What Can a Cerebral Hemorrhage Hide?
DOI:
https://doi.org/10.25759/spmfr.446Keywords:
Cerebral Hemorrhage/etiology, Neoplasms/ complications, Stroke/etiologyAbstract
Non-traumatic cerebral hemorrhages are less common than acute ischaemic vascular lesions but are associated with higher mortality rates and years of life lost due to disability. They may lead to a diversity of neurological deficits, being the intervention of Physical Medicine and Rehabilitation (PMR) essential for clinical and functional improvement.
59 years-old female patient, non-hypertense, previously independent in activities of daily living and cognitively intact. The patient was admitted to the Emergency Department after a sudden severe headache.
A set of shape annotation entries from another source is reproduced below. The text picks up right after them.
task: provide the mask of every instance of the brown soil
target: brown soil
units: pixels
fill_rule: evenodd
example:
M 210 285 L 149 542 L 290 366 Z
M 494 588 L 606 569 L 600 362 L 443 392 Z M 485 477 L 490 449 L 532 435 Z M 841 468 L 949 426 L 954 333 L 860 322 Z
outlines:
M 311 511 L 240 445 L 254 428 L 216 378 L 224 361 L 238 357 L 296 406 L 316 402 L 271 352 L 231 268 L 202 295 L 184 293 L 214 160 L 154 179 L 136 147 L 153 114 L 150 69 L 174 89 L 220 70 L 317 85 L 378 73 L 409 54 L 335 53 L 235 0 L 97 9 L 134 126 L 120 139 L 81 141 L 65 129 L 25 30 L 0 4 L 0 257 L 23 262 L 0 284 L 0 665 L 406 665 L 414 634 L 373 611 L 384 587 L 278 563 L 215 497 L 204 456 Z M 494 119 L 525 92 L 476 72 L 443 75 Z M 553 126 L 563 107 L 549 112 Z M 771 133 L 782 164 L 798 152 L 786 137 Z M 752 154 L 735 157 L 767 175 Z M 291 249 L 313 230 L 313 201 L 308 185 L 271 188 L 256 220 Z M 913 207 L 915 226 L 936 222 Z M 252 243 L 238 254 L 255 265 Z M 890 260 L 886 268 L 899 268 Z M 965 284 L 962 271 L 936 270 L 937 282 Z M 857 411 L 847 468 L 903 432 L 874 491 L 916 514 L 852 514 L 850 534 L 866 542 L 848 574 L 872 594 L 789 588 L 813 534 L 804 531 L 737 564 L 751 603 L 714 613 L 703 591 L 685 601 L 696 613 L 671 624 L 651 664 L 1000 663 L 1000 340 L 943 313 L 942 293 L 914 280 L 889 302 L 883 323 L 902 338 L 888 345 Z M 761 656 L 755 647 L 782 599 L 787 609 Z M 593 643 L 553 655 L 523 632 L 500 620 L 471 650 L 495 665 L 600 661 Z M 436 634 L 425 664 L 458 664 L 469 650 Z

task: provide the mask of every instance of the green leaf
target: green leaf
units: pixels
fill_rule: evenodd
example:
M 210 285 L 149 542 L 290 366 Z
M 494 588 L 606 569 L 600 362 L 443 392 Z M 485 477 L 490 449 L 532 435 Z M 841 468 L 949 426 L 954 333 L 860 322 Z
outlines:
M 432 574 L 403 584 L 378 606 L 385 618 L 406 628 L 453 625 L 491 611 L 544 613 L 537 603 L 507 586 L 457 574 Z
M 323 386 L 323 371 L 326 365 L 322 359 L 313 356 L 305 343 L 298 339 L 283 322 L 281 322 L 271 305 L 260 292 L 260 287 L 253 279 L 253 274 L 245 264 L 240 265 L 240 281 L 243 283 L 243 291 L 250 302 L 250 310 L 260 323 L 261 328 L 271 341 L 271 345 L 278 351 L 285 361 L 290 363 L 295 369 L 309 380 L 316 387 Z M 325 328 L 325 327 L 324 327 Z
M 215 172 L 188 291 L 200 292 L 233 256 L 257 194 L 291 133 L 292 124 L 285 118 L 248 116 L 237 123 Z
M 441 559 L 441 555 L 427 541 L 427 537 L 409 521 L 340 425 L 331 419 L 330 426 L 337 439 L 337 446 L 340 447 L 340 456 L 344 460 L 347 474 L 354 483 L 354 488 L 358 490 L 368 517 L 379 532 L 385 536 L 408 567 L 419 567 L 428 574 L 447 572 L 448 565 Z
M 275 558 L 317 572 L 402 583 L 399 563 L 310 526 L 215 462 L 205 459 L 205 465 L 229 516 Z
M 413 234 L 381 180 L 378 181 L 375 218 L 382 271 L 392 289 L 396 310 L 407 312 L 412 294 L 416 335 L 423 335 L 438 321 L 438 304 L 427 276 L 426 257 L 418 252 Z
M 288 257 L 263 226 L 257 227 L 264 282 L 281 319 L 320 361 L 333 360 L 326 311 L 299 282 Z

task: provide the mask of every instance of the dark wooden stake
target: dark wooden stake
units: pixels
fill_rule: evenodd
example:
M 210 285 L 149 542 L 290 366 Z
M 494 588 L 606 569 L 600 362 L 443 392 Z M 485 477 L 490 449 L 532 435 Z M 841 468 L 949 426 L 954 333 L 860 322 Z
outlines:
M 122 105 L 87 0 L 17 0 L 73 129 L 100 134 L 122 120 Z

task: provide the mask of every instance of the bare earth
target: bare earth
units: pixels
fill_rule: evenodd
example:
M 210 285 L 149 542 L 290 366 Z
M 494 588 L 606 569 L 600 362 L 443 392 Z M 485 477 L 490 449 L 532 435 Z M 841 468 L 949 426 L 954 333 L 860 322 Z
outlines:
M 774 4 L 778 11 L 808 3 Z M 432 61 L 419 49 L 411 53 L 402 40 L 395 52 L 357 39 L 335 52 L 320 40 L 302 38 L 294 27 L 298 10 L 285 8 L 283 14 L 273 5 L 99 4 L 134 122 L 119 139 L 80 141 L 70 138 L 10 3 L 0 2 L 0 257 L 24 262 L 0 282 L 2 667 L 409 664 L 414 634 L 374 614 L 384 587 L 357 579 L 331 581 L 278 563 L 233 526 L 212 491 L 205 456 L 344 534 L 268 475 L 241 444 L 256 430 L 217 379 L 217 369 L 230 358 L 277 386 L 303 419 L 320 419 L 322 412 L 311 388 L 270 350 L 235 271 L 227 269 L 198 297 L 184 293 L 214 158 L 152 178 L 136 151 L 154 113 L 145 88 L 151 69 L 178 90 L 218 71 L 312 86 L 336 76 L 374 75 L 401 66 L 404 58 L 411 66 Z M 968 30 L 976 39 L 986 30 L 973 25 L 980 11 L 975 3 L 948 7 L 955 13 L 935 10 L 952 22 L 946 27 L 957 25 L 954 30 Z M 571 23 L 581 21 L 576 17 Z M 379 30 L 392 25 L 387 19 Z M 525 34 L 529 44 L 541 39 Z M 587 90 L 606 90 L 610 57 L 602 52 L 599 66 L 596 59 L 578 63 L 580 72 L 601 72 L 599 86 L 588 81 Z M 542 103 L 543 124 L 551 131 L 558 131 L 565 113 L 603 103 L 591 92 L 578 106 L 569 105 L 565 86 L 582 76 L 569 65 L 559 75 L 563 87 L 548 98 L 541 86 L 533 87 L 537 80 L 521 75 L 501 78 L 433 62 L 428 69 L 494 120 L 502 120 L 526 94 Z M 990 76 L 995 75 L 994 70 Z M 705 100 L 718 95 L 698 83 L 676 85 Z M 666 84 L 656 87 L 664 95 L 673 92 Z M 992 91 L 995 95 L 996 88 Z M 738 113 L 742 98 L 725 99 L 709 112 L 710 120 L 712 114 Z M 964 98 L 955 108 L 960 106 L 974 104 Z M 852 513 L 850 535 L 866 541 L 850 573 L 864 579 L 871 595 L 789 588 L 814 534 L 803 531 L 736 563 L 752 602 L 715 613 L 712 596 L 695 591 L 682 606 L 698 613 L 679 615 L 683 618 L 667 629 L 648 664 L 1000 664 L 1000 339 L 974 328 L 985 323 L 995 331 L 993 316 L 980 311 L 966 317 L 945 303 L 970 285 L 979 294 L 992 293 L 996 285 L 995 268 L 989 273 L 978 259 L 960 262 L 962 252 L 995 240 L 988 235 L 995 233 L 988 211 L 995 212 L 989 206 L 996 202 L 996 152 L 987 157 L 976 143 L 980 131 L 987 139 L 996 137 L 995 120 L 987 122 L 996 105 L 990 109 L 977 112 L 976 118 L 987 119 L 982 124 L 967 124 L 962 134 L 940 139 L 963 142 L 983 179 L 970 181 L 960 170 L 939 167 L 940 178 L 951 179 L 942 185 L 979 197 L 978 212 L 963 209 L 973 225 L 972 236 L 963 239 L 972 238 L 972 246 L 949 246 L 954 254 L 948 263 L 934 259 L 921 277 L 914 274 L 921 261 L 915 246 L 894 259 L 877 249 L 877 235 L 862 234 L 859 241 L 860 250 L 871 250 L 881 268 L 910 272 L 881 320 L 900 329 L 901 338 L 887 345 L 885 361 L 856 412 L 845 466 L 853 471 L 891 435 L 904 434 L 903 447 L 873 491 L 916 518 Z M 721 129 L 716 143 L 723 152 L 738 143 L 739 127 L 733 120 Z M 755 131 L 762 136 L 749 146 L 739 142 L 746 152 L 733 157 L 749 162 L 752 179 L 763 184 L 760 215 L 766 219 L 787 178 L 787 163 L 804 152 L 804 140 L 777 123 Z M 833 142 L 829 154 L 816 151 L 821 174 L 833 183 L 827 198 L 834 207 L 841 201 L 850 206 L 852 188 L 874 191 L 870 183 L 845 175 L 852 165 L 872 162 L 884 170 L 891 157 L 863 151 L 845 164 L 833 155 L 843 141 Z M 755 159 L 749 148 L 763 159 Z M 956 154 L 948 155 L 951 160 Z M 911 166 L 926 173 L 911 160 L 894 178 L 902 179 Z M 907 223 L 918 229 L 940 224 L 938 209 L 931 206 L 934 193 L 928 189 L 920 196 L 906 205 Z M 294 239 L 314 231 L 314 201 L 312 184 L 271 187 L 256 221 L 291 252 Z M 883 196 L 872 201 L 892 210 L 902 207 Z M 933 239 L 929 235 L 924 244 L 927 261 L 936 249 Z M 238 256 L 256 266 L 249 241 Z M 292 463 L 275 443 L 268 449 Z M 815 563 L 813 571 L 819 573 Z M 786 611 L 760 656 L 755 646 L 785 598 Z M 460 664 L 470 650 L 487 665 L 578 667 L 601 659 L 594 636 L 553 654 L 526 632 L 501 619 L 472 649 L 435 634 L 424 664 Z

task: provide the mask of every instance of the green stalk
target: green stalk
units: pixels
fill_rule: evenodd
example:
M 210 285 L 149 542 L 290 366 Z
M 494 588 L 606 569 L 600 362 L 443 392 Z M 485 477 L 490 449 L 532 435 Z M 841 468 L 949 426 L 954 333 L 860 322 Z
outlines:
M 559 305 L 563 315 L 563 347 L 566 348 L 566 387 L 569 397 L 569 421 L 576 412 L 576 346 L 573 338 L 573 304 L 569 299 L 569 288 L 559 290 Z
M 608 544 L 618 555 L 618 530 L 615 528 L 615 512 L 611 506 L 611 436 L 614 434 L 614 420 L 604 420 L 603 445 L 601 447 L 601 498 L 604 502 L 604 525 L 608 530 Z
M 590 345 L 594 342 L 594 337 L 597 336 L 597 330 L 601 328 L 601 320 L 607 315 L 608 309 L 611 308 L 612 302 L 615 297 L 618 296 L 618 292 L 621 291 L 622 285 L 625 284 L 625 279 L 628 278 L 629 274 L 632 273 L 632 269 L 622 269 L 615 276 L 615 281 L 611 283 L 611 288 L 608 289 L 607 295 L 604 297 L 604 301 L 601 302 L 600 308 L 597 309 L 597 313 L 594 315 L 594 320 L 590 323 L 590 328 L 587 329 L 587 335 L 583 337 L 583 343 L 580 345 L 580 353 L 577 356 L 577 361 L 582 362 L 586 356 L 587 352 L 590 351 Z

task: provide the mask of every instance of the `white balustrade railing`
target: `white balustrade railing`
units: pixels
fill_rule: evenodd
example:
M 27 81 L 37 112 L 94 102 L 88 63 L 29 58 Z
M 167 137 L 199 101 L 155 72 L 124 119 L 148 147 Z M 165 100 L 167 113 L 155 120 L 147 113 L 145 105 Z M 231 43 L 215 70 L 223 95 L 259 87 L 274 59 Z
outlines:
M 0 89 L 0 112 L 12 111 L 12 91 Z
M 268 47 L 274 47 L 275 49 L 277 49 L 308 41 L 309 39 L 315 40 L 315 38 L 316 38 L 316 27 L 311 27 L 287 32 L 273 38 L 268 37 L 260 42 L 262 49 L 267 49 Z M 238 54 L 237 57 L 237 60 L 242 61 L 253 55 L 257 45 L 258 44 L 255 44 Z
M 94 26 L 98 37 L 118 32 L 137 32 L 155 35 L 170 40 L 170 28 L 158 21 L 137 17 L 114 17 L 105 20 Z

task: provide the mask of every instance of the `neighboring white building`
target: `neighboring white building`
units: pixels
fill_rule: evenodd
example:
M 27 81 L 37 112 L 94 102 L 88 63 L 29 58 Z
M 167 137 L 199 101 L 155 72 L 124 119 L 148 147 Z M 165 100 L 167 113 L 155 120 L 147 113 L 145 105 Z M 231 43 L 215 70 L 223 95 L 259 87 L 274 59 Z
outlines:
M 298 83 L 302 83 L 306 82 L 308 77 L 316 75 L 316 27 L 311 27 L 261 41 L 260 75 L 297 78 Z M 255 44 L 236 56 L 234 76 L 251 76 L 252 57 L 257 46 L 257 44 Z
On admission, the patient presented a left homonymous hemianopsia and hemiparesia. Computed tomography revealed a voluminous parenchymal cortico-subcortical right temporo-fronto- parietal hemorrhage. The patient underwent emerging decompressive craniectomy. During hospitalization, the patient had a positive clinical and functional evolution, and was transferred on the 66th day of hospitalization to the PMR ward. After 17 days, the patient presented an indolent deterioration of the state of consciousness, with progressive somnolence and prostration, making unfeasible to participate in the rehabilitation program. Given the worsening of the neurological status, neuro-imaging study was repeated and a large expansive lesion with necrotic- cystic enhancement pattern, of probable neoplastic etiology (primary glial or secondary series) was depicted.
The evaluation, interpretation and orientation of cases of nontraumatic intracerebral hemorrhage with fluctuation of neurological status and/or stagnation of functional evolution in the subacute and chronic phase appears as a diagnostic challenge. It is essential to increase the perception that intracerebral hemorrhage without defined etiology may be due to primary or secondary brain neoplasms, which require early and directed evaluation and guidance.